Her dönemin kendine has bir rengi ve eğilimleri var. Değişmeyen az sayıda şeyden birisi ise, yine maalesef, diğer insanlara, yahut tabir-i diğer ile “öbür kamptakilere” bakış açımız. Bu gün iktidar, sermaye ve medya gücünün el değiştirdiği, güç dengelerinin kaydığı ve farklı bir bakış açısının uzun yıllardır ilk defa bu ülkede “gücü” ele geçirmeye başladığını görüyoruz. Ama ne yazık ki, yukarıda hatırlatmaya gayret ettiğim hastalıklarımızdan kurtulmaya başladığımıza dair emareler görmekten henüz çok uzağız gibi geliyor bana…

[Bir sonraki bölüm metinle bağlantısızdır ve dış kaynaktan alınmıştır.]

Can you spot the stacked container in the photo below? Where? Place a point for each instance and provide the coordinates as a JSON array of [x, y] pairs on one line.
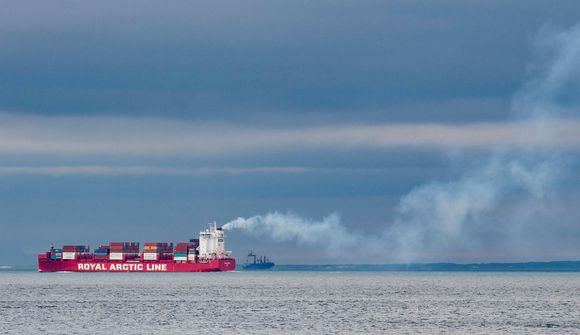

Müslümanın “diğer insanlara” karşı tavrı
Beni şahsen en çok hayrete düşüren konuların başında, yıllardır bu ülkede (aynen diğer bir çok kesim gibi) ezildiğinden, hakkının yendiğinden, önünün kesildiğinden ve her türlü kamu imkanından mahrum edildiğinden haklı olarak şikayet eden inançlı insanların bir bölümünün, bu günkü davranış biçimleri geliyor. Ezilen bir kesimin her zaman yaşadıklarından ders çıkartarak âlî davranışlar geliştirmesi beklenmez elbette. Fakat bir insan, inancından dolayı aşağılandığı ve engellendiği kanısına sahipse, üzerindeki bu baskı ortadan kalkıp da inancını daha özgürce yaşamaya başladığında, inancının gereklerini daha rahat bir şekilde yerine getirmeye başlaması da doğal olarak o kişiden beklenir. Yıllar boyunca kılık-kıyafetinden, ibadet alışkanlıklarından, siyasi tercihlerinden ve yaşam tarzlarından ötürü hor görülen insanların önemli bir kısmının bu günkü halleri, daha dün gördükleri bu zulmü bu gün aynıyla tekrar etmekten ibaret ne yazık ki. Halbuki, İslam inancına sahip bir insanın böyle davranmasının önündeki en büyük engel, bizzat inandığı dinin kitabı olan Kuran-ı Kerim’deki açık emirlerdir. Kuran-ı Kerim bizlere her zaman adaletli olmayı, işi ehline vermeyi ve diğer insanlara “örnek” olmayı öğütler; hatta doğrudan emreder. Eğer bir Müslüman, bu emirlere aykırı hareket ettiği halde, bunu “inandığı dini korumak adına” yaptığını düşünüyorsa, burada ciddi bir kendini kandırma oyunu olduğu gayet açıktır.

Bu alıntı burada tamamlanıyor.